Review: Western Trunk Line-Xi gan dao (2006)

Directed by: Li Jixian | 101 minutes | drama | Actors: Li Jie, Zhang Dengfeng, Shen Jiani, Zhao Haiyan

1978: Life in a remote Chinese village is hard work and hardship. Li Siping does not care. As soon as possible, he skips school from work in the factory and wanders around or tries to make old radios so that he can receive the messages from the outside world. Of course his mother notices this, and Li Siping gets beaten regularly. Meanwhile, everything is being watched by the passive and silent father (Dr. Li) and Li Siping’s younger brother, who is nicknamed “flathead” (“square face”). The lazy Li Siping seems to get the most satisfaction from lies, theft and deceit: often innocent, but sometimes with unpleasant consequences for himself or his younger brother, for example, who is often plagued at school because of this.

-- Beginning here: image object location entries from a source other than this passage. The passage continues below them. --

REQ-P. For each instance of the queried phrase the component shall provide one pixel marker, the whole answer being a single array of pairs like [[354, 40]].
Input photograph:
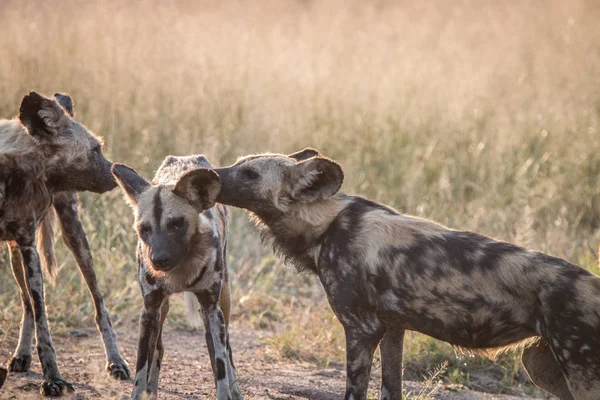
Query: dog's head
[[76, 162], [271, 185], [167, 217]]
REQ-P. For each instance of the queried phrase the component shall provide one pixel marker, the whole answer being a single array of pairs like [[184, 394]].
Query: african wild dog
[[43, 153], [182, 243], [385, 272], [66, 206]]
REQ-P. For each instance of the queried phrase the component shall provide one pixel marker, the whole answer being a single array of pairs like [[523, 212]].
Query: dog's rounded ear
[[131, 182], [316, 179], [304, 154], [41, 116], [66, 102], [200, 187]]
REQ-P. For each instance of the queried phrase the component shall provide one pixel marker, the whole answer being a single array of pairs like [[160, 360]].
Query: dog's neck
[[296, 234]]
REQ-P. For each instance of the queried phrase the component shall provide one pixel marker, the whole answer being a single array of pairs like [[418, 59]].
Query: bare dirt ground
[[186, 373]]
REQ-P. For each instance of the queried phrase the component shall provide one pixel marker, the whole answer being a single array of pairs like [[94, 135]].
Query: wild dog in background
[[385, 272], [42, 153], [182, 244], [66, 205]]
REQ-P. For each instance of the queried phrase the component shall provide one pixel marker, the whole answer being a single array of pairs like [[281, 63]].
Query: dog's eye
[[250, 174], [145, 230], [176, 224]]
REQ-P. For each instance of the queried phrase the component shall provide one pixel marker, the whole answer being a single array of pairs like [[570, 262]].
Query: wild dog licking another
[[182, 242], [385, 273], [43, 153]]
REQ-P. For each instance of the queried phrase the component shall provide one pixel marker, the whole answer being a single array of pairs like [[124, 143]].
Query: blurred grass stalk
[[481, 115]]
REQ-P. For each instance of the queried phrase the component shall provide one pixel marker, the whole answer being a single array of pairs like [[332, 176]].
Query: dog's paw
[[55, 387], [118, 369], [3, 373], [19, 364]]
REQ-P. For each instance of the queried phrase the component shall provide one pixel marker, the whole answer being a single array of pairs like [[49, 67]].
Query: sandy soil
[[186, 373]]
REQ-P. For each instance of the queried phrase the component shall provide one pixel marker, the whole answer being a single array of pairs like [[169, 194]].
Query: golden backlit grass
[[481, 115]]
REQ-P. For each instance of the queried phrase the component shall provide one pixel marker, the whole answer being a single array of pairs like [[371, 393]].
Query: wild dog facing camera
[[166, 216]]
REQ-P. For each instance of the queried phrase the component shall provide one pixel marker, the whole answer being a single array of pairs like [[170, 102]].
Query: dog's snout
[[160, 261]]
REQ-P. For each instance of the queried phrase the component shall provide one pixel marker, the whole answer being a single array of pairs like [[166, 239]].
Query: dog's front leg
[[67, 207], [214, 325], [160, 350], [148, 338], [361, 343], [21, 359], [53, 384], [392, 348]]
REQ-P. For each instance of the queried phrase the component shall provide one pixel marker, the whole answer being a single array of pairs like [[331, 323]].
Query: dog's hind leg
[[21, 360], [53, 384], [392, 348], [544, 371], [67, 207]]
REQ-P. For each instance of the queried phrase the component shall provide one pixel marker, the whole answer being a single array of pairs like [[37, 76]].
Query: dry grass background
[[481, 115]]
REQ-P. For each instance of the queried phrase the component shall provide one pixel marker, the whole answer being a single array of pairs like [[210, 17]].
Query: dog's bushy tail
[[192, 310], [45, 243]]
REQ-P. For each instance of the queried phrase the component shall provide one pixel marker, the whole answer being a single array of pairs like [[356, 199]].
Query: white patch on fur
[[385, 394], [585, 347], [205, 224]]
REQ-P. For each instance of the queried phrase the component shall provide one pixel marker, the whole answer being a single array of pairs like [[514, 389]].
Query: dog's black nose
[[160, 261]]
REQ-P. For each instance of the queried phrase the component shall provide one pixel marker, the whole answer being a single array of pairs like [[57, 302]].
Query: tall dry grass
[[482, 115]]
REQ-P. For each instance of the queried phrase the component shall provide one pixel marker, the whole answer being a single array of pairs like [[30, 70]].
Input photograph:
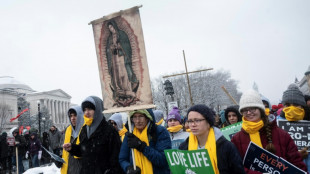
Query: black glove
[[130, 170], [58, 164], [135, 142]]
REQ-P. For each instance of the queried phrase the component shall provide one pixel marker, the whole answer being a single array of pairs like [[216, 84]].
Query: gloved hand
[[58, 164], [135, 142], [39, 155], [26, 156], [130, 170], [303, 152]]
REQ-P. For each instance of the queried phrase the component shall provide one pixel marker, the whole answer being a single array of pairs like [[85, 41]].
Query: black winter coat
[[228, 158], [100, 151]]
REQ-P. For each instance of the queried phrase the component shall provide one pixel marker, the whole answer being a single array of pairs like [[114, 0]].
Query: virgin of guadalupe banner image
[[122, 62]]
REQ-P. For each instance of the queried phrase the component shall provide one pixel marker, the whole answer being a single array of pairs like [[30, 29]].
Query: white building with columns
[[56, 101]]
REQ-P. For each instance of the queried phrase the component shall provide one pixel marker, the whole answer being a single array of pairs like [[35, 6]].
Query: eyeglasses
[[246, 110], [135, 118], [197, 122]]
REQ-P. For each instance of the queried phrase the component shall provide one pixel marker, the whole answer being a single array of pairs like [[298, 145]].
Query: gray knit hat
[[251, 98], [293, 95]]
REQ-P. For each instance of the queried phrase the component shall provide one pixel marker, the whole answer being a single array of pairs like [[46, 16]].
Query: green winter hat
[[141, 111]]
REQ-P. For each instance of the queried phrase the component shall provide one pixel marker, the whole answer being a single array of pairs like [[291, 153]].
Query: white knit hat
[[251, 98]]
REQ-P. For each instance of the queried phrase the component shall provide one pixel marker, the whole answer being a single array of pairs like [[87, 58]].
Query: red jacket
[[284, 145]]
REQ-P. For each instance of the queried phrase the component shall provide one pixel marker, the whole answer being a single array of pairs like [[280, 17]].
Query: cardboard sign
[[229, 131], [194, 161], [259, 159], [11, 141], [298, 130]]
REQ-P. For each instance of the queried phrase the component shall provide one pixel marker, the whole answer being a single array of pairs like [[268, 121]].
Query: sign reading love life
[[259, 159], [189, 162]]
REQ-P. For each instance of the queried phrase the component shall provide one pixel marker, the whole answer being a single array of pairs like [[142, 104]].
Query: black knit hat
[[235, 109], [89, 105], [205, 111], [293, 95]]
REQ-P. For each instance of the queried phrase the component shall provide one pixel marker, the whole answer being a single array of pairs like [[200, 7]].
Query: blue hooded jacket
[[159, 140]]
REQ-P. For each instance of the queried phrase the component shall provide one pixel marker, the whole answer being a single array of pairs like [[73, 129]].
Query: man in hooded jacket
[[72, 165], [98, 144]]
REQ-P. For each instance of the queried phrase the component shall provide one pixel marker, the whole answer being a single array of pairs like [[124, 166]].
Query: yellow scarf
[[88, 121], [160, 121], [267, 111], [175, 128], [252, 128], [293, 113], [210, 146], [65, 154], [122, 132], [141, 161]]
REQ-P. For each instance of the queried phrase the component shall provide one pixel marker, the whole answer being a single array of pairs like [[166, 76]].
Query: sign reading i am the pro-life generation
[[194, 161], [298, 130], [259, 159]]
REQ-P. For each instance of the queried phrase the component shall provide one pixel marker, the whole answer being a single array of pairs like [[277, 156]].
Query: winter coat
[[4, 147], [34, 146], [177, 138], [228, 158], [159, 141], [99, 149], [284, 145], [55, 139]]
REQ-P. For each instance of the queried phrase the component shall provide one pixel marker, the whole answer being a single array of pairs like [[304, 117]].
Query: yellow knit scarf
[[88, 121], [293, 113], [122, 132], [210, 146], [175, 128], [65, 154], [160, 122], [141, 160], [252, 128]]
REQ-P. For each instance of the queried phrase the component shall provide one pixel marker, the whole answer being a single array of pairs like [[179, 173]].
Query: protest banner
[[122, 61], [298, 130], [229, 131], [191, 162], [259, 159]]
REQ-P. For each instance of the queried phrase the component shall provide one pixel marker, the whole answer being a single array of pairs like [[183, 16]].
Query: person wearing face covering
[[72, 165], [295, 109], [264, 132], [116, 121], [98, 143]]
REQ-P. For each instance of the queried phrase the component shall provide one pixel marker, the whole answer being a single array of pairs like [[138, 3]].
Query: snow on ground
[[45, 170]]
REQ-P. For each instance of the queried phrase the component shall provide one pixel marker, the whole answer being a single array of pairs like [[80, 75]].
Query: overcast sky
[[49, 44]]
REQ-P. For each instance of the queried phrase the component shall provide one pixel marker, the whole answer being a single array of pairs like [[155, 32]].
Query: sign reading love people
[[259, 159], [194, 161]]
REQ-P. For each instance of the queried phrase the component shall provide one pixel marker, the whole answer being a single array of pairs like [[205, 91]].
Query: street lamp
[[39, 118]]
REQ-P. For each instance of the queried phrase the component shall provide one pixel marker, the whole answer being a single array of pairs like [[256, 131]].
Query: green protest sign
[[229, 131], [189, 162]]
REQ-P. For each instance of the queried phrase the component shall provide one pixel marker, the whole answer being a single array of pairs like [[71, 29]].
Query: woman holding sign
[[204, 135], [264, 132]]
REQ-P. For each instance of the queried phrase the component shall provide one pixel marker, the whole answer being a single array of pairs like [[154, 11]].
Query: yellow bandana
[[160, 122], [65, 154], [267, 111], [175, 128], [210, 146], [141, 161], [88, 121], [293, 113], [122, 132], [252, 128]]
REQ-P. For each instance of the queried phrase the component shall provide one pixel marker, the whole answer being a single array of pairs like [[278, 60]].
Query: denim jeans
[[35, 160], [20, 163]]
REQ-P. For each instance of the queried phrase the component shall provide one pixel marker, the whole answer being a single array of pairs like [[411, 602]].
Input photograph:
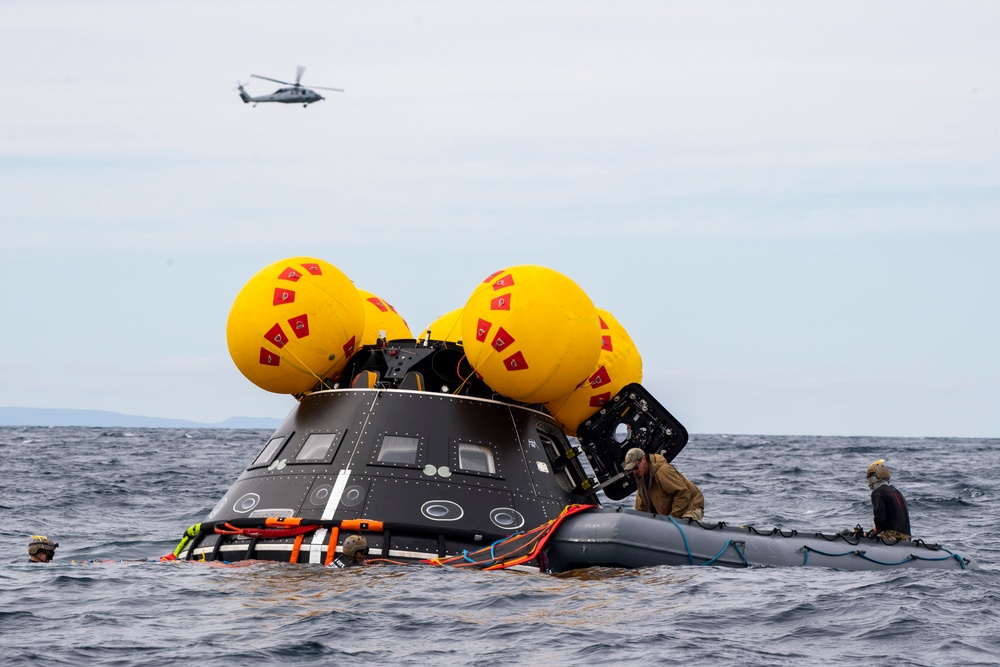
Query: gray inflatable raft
[[628, 538]]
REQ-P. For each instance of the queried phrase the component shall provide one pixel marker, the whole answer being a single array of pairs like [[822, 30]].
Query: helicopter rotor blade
[[267, 78]]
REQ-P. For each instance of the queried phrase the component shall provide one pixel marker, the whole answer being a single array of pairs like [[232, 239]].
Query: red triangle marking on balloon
[[482, 329], [377, 302], [269, 358], [501, 302], [290, 274], [283, 296], [515, 362], [506, 281], [501, 340], [599, 378], [300, 325], [600, 400], [276, 336]]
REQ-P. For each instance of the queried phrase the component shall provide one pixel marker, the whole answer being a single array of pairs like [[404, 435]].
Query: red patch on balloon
[[300, 325], [482, 329], [290, 274], [600, 400], [349, 347], [515, 362], [276, 336], [377, 302], [501, 302], [501, 340], [506, 281], [599, 378], [282, 296]]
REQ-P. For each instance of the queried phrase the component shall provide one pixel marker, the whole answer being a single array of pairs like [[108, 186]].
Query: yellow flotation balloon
[[381, 316], [294, 323], [448, 327], [619, 364], [531, 333]]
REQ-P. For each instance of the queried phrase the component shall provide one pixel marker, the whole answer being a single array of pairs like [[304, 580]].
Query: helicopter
[[297, 94]]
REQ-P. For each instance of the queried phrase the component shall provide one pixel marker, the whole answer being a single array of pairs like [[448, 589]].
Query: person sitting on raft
[[41, 549], [355, 552], [661, 488], [892, 520]]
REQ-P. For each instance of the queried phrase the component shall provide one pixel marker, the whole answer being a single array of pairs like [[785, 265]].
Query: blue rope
[[687, 547], [862, 554], [714, 558], [736, 547]]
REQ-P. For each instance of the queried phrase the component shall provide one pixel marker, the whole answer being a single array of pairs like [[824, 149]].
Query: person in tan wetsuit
[[661, 489]]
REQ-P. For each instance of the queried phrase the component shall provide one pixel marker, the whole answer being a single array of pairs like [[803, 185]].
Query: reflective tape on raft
[[331, 547], [361, 524], [272, 521]]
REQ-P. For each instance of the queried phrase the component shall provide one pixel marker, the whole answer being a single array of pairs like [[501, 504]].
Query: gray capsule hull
[[628, 538]]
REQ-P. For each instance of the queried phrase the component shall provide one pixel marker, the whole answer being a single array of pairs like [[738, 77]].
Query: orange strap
[[294, 558], [361, 524], [282, 521], [331, 547]]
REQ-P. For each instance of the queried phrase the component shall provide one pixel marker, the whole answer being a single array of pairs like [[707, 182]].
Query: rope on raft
[[512, 550], [274, 528], [861, 554]]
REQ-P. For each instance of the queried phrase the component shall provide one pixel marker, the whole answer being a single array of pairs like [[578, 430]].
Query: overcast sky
[[793, 208]]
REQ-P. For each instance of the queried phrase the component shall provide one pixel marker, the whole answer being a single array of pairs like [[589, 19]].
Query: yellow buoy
[[619, 364], [381, 316], [294, 323], [448, 327], [531, 333]]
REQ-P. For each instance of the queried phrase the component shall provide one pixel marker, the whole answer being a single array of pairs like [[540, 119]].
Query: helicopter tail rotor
[[243, 93]]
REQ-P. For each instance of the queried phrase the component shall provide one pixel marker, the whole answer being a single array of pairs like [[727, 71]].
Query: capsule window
[[399, 449], [476, 458], [270, 450], [318, 447]]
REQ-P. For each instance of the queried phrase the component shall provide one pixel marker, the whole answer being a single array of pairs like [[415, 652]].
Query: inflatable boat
[[476, 480], [628, 538], [454, 448]]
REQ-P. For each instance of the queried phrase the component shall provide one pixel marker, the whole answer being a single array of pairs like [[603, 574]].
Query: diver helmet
[[355, 545], [40, 543], [878, 471]]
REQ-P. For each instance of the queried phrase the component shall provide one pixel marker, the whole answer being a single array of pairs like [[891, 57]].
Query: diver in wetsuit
[[41, 549], [892, 520], [355, 552]]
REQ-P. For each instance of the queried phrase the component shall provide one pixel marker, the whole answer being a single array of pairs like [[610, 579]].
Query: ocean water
[[129, 494]]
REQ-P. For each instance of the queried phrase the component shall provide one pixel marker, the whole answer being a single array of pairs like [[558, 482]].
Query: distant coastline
[[15, 416]]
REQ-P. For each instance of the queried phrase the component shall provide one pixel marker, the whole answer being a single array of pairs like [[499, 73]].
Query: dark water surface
[[130, 493]]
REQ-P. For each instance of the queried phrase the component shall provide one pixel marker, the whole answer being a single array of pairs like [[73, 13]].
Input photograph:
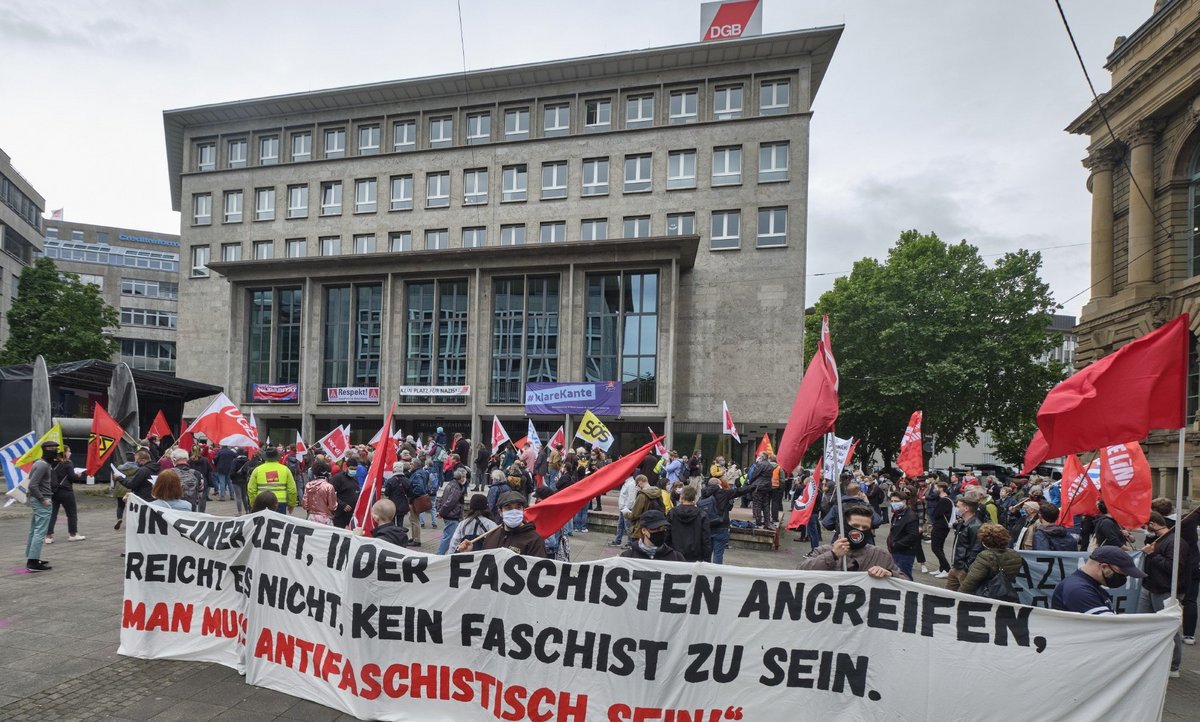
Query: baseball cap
[[1120, 559]]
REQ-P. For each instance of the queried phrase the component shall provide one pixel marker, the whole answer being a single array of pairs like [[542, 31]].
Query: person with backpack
[[994, 569]]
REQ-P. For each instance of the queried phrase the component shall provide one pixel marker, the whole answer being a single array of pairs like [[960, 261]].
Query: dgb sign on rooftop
[[731, 19]]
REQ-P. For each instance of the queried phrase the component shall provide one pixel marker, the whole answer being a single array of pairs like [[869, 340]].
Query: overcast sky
[[942, 115]]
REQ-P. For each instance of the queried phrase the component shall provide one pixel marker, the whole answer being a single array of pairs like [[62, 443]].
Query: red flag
[[1125, 483], [372, 488], [1080, 492], [1122, 396], [102, 440], [912, 459], [550, 515], [160, 427], [815, 408]]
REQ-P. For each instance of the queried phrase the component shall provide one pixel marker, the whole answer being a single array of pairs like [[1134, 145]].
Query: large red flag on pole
[[550, 515], [1120, 397], [815, 408]]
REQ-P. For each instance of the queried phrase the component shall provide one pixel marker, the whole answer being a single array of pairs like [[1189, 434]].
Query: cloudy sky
[[941, 115]]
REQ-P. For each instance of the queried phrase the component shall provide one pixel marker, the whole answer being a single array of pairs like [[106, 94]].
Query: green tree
[[59, 317], [935, 328]]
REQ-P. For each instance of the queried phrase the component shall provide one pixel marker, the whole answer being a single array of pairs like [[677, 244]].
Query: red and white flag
[[498, 434], [912, 458], [727, 426]]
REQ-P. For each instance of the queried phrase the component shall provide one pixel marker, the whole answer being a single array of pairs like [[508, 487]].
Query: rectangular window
[[403, 134], [637, 173], [474, 238], [205, 156], [264, 250], [298, 202], [525, 335], [233, 206], [640, 112], [268, 150], [515, 184], [437, 239], [364, 244], [681, 223], [400, 241], [773, 162], [479, 127], [595, 176], [637, 227], [594, 229], [369, 140], [598, 115], [237, 150], [557, 120], [553, 180], [437, 190], [331, 198], [474, 186], [264, 204], [682, 169], [301, 146], [727, 166], [683, 107], [199, 262], [774, 97], [727, 102], [441, 132], [726, 229], [401, 193], [772, 227], [553, 232], [335, 143], [513, 235], [516, 124], [621, 334], [365, 196], [202, 209]]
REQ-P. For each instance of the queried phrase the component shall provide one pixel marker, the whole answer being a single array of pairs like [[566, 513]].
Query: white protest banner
[[385, 632]]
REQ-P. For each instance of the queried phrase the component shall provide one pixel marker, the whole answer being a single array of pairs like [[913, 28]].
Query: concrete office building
[[21, 234], [636, 217], [137, 272], [1145, 184]]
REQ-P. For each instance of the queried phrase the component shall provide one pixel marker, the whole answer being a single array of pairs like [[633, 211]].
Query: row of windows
[[682, 173], [641, 109], [621, 337], [725, 227]]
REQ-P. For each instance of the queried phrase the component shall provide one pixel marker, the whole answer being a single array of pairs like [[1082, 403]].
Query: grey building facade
[[636, 217]]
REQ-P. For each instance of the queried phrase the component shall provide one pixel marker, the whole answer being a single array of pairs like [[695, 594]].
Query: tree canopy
[[59, 317], [935, 328]]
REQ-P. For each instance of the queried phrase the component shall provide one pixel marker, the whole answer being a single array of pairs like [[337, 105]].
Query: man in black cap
[[652, 539], [1084, 590], [40, 499]]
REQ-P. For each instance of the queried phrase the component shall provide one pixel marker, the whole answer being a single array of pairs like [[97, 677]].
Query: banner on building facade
[[385, 632], [275, 392], [603, 398], [352, 395]]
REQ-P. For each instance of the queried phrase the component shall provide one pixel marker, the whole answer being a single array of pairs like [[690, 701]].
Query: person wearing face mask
[[514, 533], [1084, 590], [857, 546], [652, 541]]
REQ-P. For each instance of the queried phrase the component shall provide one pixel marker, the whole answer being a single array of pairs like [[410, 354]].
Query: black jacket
[[689, 533]]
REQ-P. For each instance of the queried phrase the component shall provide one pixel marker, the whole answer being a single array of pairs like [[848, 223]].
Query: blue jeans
[[447, 533], [37, 524], [720, 540]]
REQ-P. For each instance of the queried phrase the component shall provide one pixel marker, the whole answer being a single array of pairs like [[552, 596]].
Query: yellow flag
[[594, 432], [33, 455]]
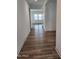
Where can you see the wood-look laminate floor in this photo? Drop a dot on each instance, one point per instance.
(39, 45)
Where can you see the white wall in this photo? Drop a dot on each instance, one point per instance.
(58, 28)
(50, 15)
(39, 11)
(23, 24)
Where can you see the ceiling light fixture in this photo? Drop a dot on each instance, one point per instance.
(35, 0)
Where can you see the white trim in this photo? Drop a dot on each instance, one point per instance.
(57, 52)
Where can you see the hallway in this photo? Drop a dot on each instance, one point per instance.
(39, 45)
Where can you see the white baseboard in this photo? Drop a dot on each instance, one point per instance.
(22, 44)
(57, 52)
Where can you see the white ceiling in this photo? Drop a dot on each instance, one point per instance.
(36, 5)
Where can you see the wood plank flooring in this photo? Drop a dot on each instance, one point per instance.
(39, 45)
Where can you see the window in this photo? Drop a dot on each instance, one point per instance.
(38, 17)
(35, 17)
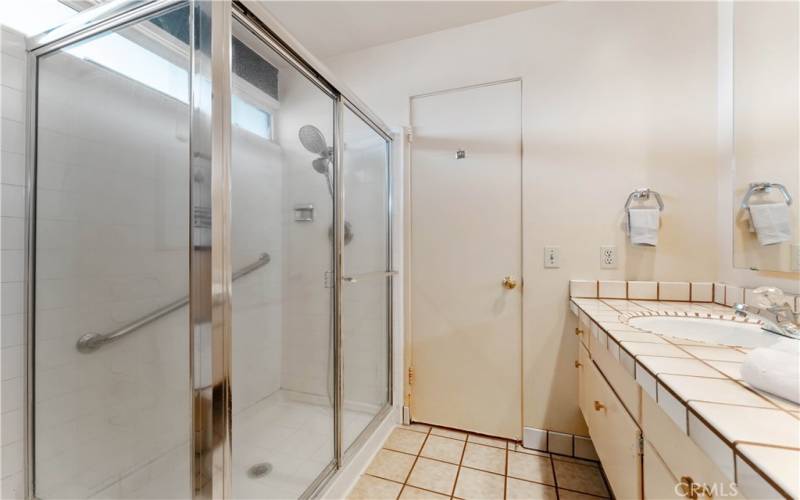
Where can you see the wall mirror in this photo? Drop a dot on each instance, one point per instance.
(766, 136)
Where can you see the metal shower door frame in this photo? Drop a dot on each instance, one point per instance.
(210, 277)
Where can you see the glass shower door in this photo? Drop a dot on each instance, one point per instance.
(282, 210)
(366, 280)
(112, 395)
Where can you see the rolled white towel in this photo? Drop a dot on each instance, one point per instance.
(643, 226)
(771, 223)
(776, 371)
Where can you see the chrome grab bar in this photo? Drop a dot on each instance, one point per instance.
(91, 342)
(377, 274)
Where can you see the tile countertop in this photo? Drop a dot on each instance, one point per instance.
(752, 436)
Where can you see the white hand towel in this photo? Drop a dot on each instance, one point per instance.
(643, 226)
(774, 371)
(771, 222)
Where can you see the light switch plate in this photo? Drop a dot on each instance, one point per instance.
(608, 257)
(552, 257)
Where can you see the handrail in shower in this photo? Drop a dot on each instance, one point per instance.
(90, 342)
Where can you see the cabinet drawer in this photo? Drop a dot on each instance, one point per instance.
(583, 330)
(659, 483)
(679, 453)
(614, 433)
(625, 386)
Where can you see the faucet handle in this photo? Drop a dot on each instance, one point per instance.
(769, 296)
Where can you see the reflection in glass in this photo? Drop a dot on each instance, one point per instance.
(365, 302)
(282, 313)
(112, 247)
(766, 134)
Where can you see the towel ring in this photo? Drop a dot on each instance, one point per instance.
(642, 195)
(766, 187)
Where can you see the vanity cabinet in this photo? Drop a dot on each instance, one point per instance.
(687, 463)
(643, 452)
(658, 479)
(615, 435)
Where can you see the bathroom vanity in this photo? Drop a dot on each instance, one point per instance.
(669, 416)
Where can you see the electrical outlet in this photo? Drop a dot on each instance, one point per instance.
(608, 257)
(552, 257)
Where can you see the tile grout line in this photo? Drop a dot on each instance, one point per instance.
(705, 362)
(458, 471)
(505, 477)
(555, 479)
(408, 476)
(775, 406)
(398, 482)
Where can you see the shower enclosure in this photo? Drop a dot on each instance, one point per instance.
(209, 272)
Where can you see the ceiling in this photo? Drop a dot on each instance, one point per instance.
(328, 28)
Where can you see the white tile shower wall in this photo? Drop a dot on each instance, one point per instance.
(112, 246)
(307, 310)
(306, 344)
(12, 182)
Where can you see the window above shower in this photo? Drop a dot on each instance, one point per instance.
(254, 104)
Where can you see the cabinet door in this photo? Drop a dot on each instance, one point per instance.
(614, 433)
(659, 483)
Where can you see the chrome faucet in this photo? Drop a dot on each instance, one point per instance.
(776, 317)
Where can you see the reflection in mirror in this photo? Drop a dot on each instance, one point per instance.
(766, 137)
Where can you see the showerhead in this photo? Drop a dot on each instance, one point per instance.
(320, 165)
(312, 139)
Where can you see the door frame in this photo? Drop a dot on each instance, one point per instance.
(408, 349)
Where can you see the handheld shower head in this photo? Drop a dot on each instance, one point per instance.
(312, 139)
(320, 165)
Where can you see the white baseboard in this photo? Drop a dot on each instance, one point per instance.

Li Siping’s aimless life seems to make sense again when he meets Yu Xuanyan. She is from Beijing and seems forced to move to the countryside because of her father’s subversive activities. The handsome and graceful Yu Xuanyan seems to be the opposite of Li Siping in everything, but maybe that’s just a fraud. He discovers, of course again in a devious way, that Yu Xuanyan tells her father in her letters that she is in the Art Ensemble of the village, while she just has to work in the factory. When Yu Yuanyan finds out that Li Siping has stolen her letters (with included money) for her father, their two lives inadvertently become linked.

A strange love-hate relationship develops that is not accepted by the other villagers. Li Siping has made himself too impossible to give a different spin to his life, it seems. “Western Trunk Line” is a typical “coming of age” story, as there are so many along the railroad to which the title refers. The impossibility of true love and freedom is central. The story is told in a subtle, but regularly also somewhat sentimental way.

The pace of the movie is quite slow, which makes the movie too boring at times. Strong points are the fact that the “hero”, Li Siping, is actually not such a likable person at all. Above all, he is a “loser” who keeps making the mistake of antagonizing others. Also nice is the supporting role of Li’s younger brother, who seems to be constantly in the corner where the blows fall. He flees the harsh reality by drawing, something that is noticed by Yu Xuanyan, but no one else. It’s the tragic aspects of the three main characters that make “Western Trunk Line” worth watching. The fact that the film is sometimes too monotonous is perhaps mainly illustrative of the life that is depicted in the film.